With gestational diabetes, the characteristic signs and symptoms of diabetes are often absent. It is worth paying attention to increased thirst and frequent urination.
Diagnostics
The main method for diagnosing type I and type II diabetes is to determine blood glucose levels. Your doctor may recommend one of these tests:
- fasting glucose level analysis - after 8-12 hours of fasting;
- analysis for glycated hemoglobin - at any time, shows the average blood sugar level in the past two to three months, measures the percentage of blood sugar associated with hemoglobin;
- random glucose test - at any time, regardless of food intake, a blood sugar level of 200 mg/dL - 11. 1 mmol/L or higher indicates diabetes;
- oral glucose tolerance test - the measurement is carried out on an empty stomach, then you are asked to drink a glass of water with glucose dissolved in it, the measurement is repeated after 1 and 2 hours.
If type I diabetes is suspected, the blood is also tested for the presence of autoantibodies. To diagnose diabetes during pregnancy, a fasting blood glucose test is performed, and the diagnosis is confirmed using an oral glucose tolerance test.
Patients diagnosed with diabetes may need consultation with doctors of related specialties: ophthalmologists, cardiologists, urologists, nephrologists, psychotherapists and others.
Diabetes treatment
Treatment—monitoring blood sugar levels, insulin therapy, drug therapy with glucose-lowering drugs—depends on the type of diabetes. It is complemented by proper nutrition, maintaining a normal body weight, and regular physical activity.
Treatment for type 1 diabetes includes insulin therapy (insulin injections or use of an insulin pump), frequent blood glucose testing and carbohydrate counting; Type II diabetes - mainly lifestyle modifications (weight loss, physical activity, healthy diet), control of blood sugar, cholesterol and blood pressure, hypoglycemic drugs, insulin therapy.

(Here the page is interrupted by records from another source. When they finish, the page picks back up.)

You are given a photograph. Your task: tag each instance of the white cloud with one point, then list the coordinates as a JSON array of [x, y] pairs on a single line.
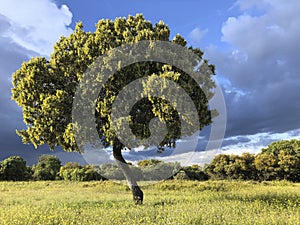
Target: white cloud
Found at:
[[35, 24], [254, 143], [196, 35], [262, 61]]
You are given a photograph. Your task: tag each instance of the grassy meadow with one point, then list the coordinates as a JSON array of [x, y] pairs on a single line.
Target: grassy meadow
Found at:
[[168, 202]]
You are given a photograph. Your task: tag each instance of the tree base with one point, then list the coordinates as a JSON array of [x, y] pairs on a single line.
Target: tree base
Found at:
[[137, 195]]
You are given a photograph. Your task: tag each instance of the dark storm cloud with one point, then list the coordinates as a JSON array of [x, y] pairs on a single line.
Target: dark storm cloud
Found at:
[[261, 70]]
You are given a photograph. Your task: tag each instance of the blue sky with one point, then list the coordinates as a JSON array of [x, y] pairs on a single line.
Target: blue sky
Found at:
[[253, 43]]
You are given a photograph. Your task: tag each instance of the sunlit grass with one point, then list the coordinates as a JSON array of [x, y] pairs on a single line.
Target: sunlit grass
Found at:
[[169, 202]]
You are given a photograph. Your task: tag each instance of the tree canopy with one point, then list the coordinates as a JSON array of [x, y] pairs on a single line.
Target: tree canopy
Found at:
[[46, 88]]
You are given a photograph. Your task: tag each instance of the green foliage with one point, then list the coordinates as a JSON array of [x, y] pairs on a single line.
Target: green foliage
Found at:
[[75, 172], [168, 202], [47, 168], [291, 147], [14, 168], [112, 171], [232, 167], [45, 88], [194, 172]]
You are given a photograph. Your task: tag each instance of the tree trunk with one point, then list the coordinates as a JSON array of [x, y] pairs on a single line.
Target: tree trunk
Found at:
[[132, 184]]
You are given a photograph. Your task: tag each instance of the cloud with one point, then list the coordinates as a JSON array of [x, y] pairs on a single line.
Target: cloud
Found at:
[[35, 24], [254, 143], [196, 35], [260, 67]]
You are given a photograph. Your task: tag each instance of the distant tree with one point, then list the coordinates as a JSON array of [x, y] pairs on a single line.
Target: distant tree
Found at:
[[266, 166], [76, 172], [14, 168], [291, 147], [289, 166], [47, 168], [217, 167], [241, 167], [45, 88], [195, 172]]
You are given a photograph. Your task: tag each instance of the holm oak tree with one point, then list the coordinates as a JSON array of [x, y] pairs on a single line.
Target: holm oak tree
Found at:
[[45, 89]]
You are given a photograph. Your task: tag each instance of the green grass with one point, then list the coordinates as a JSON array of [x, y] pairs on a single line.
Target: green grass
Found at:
[[169, 202]]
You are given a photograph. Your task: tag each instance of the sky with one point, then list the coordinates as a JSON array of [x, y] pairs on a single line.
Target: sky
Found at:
[[253, 44]]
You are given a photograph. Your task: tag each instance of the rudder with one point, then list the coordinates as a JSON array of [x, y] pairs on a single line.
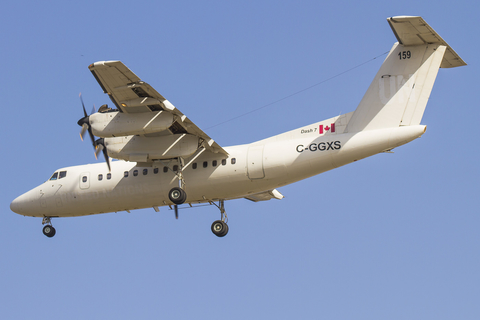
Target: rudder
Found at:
[[399, 92]]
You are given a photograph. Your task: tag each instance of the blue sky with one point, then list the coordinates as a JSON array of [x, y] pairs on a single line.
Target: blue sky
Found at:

Treatment of gestational diabetes mainly involves dietary adjustments, ensuring regular physical activity, and closely monitoring blood sugar levels; Insulin therapy is prescribed only in some cases.

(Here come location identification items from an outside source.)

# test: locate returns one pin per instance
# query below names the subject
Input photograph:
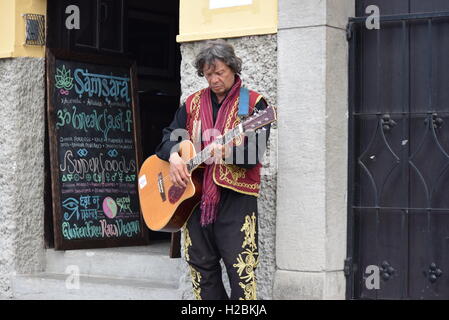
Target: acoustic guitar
(166, 207)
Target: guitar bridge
(160, 185)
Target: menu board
(93, 130)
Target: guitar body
(164, 206)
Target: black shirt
(166, 147)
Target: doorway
(144, 31)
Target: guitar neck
(205, 154)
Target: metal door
(398, 204)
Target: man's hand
(220, 152)
(179, 175)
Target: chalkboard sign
(95, 152)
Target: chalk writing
(99, 121)
(101, 85)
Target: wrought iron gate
(398, 200)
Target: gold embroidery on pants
(194, 275)
(196, 279)
(248, 260)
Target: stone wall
(22, 111)
(259, 55)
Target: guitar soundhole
(175, 193)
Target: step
(150, 263)
(47, 286)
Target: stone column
(22, 111)
(259, 73)
(312, 151)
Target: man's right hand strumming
(179, 175)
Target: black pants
(233, 238)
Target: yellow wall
(12, 27)
(198, 22)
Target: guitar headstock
(260, 119)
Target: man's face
(219, 76)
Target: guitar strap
(244, 103)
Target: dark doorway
(399, 152)
(144, 31)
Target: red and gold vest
(230, 176)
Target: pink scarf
(211, 192)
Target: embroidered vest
(229, 176)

If prediabetes is diagnosed, it is very important to follow a healthy lifestyle, eat right, and normalize weight. Exercising (at least 150 minutes a week) and losing just 7% of your body weight can help prevent or at least delay the development of type 2 diabetes. If you are still at high risk of transitioning from prediabetes to diabetes, have chronic diseases (cardiovascular, non-alcoholic fatty liver disease, polycystic ovary syndrome), your doctor may prescribe glucose-lowering drugs, drugs to control cholesterol levels and antihypertensive drugs.